Okay, great. So we have about three minutes left-
Uh
... and I want to focus on a couple things,
Sure
... in these three minutes. So one is, you know, you started the rollout in Texas. Like you said, it's a big backyard. Maybe over the next kind of 12 months, maybe let investors know what the commercial rollout plan is as you move outside of Texas. And then also touch on the platform technology, how this could- this test could be used for things like COPD, which is obviously a very large TAM, total addressable market. So those are two things that I'd like to touch on before we conclude-
Sure
... our call.
Let me quickly address your second question, which is we do have very active research and development in COPD and also in a companion test to bronchoscopy. We see the bronchoscopy market just skyrocketing. There's a lot more. There's a lot of people in that market. But like LDCT, there's also it doesn't give you a concrete answer all the time. It doesn't give you a yes/no answer all the time. And so actually, when we talk to physicians, they're asking us, "Can we do this on bronchial lavage?" And that's what we're looking at. So those two markets, I think are. They're in lung, we know phlegm, we know BAL, we know how to do that.
We can use and address that, and move something to market, I think quicker. In addition to which, it is a platform using the porphyrin, where we could look at other cancer indications, such as bladder or prostate. That's a different sample, it's a longer lead time, but indeed, it's something from a standpoint. We really have, I think, an excellent platform for using flow cytometry in AI, so that's very important. And from a strategic standpoint, that's just what we'll do. So I think we'll move in a strategically in the U.S. There are certain markets where we see larger practices that are interested in making this a standard of care. And so that's where we'll move into.
There are larger hospital systems that are interested, and of course, the VA has eight million veterans, plus their families, all of whom now can order or very soon will be able to order CyPath Lung.
That's great. That's great. So in the last minute or so, maybe just talk about, over the next 12 months, the rollout beyond Texas and what the plan is to, you know, go more nationwide with this, maybe state-
Well
... by state or-
Sure. So I think that there are certain areas where we see, just based on the number of screens, the number of pulmonologists, the interest that we've had. And what comes to mind, Florida, New Jersey, the Northeast, certainly California, the Northwest, will be very important, the South. And we'll strategically select or we'll strategically go into, I should say, not necessarily select. But I also want to.
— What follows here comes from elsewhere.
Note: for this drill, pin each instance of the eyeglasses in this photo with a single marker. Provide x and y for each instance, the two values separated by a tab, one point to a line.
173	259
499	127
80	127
There are also very large VAs in Texas and throughout the country, and those will be very, very important as we move forward. But I think you'll see much more awareness as we get out of Texas for CyPath Lung, and much more marketing spend and, and benefit for what we're doing.
We have a very good group of key opinion leaders who are working with us now and want to expand. We've been very pleased with the number of physicians who have used our test and said, "I wanna help. I wanna get out. I wanna speak. I wanna talk to my colleagues about this." So, that's a powerful way of marketing this test.
Absolutely. Thank you, Maria. This was very helpful.
Thank you
... informative for, I think, for all the investors to learn about this opportunity. I, you know, from a research standpoint, think diagnostics, early stage detection for lots of different cancers are critical in saving lives, and saving money for the healthcare system. So thank you for presenting bioAffinity's opportunities and technology. We look forward to tracking your continued progress. Thank you so much everyone for joining, and-
Thank you very much.
We look forward to speaking with you soon. Thank you.